E di rapporti umani consta anche la carriera dei Gemelli DiVersi che tanto devono ad Alessandro Aleotti, in arte J-Ax, fratello di Luca, in arte Grido: “J-Ax è la prima persona insieme, ovviamente, agli Articolo 31 ad aver creduto in noi, ad averci dato la possibilità di salire sul palco. Grazie a loro abbiamo potuto registrare il primo disco nel ‘98. È stato un po’ il nostro creatore anche se poi è toccato a noi dimostrare che non eravamo solo il gruppo del fratello di J-Ax. Un’altra sfida che siamo riusciti a vincere”.
Una collaborazione che continua, stretto rapporto e consigli continui con J-Ax, ma tra i Gemelli DiVersi e un altro artista, di Senigallia, molti e noti sono i dissidi, o meglio, i cosiddetti dissing: “Com’è finita con Fabri Fibra? È finita pace e amore. Si cresce e ci si rende conto degli errori sia da una parte che dall’altra, ma la nostra filosofia è proprio questa: pace e amore con tutti!”, risponde – cauto – Thema difendendo il loro stile che unisce più generi: “Tendiamo sempre a comunicare nel modo più semplice possibile, senza tergiversare negli argomenti, comunicativi possibili senza filosofeggiare. Senza giochi di rime cerchiamo di comunicare, prendendo spunto e raccontando la vita di tutti i giorni”.
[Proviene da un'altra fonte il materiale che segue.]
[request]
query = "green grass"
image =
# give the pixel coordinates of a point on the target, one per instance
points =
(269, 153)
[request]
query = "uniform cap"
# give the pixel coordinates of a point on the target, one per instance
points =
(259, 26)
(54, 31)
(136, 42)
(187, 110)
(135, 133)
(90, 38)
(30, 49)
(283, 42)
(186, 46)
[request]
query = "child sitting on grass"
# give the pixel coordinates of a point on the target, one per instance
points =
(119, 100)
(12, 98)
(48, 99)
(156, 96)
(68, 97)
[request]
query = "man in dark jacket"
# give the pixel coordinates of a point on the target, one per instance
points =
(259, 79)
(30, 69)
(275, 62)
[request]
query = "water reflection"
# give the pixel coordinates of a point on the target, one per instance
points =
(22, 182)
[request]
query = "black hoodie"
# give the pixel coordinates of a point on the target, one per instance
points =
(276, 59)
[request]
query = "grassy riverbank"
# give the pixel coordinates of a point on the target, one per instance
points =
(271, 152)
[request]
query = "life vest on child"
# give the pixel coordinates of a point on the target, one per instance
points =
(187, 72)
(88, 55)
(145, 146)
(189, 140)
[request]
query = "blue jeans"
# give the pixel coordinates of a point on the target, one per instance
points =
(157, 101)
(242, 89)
E i loro racconti echeggeranno in Piazza Vittorio Veneto, il 13 luglio: “Sabato faremo una rivisitazione dei nostri sette dischi. Faremo circa venti di brani che andranno a ricordare la nostra storia musicale. Ci concentreremo sull’ultimo “Tutto da Capo”, ma non mancheranno le canzoni storiche per chi è cresciuto con i Gemelli DiVersi. Alla fine è grazie ai fedelissimi fan che esistiamo. Dobbiamo a loro un’ottima ripartenza ed è una responsabilità e un piacere vedere che abbiamo ancora risposte positive non solo da chi è cresciuto con noi, ma anche dalle nuove generazioni.”
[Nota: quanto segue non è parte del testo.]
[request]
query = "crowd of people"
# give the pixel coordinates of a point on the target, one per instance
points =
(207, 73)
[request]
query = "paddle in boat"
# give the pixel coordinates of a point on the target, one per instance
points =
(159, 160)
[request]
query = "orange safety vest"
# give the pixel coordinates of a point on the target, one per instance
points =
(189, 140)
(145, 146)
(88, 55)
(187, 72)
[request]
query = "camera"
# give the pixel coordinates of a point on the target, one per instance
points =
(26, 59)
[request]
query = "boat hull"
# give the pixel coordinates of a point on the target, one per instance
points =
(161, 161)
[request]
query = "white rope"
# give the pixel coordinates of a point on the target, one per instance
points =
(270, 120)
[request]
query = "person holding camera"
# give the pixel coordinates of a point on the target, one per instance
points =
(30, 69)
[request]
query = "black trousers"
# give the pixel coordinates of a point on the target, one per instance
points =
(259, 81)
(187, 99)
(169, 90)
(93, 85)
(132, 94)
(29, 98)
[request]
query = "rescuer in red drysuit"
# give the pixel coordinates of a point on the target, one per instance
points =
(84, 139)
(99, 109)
Il ‘Tutto da Capo Tour’ è il primo appuntamento per i Gemelli Diversi e contemporaneamente l’ultimo per il Maracuja Festival. Il concerto, l’unico evento a pagamento della manifestazione – introdotto dal gruppo di Senigallia, i Raptus – andrà a chiudere le tre serate dedicate alla musica che inizieranno questa sera, giovedì 11 luglio con la tribute band ‘Vasco Live’ e l’ospite d’eccezione Alberto Rocchetti (leggi l’articolo), seguito, domani, venerdì 12 luglio, dall’altra tribute band i ‘Liga Live’.
In caso di pioggia il concerto di stasera (giovedì 11 luglio) si terrà ugualmente sotto il loggiato antistante il Maracuja Cafè.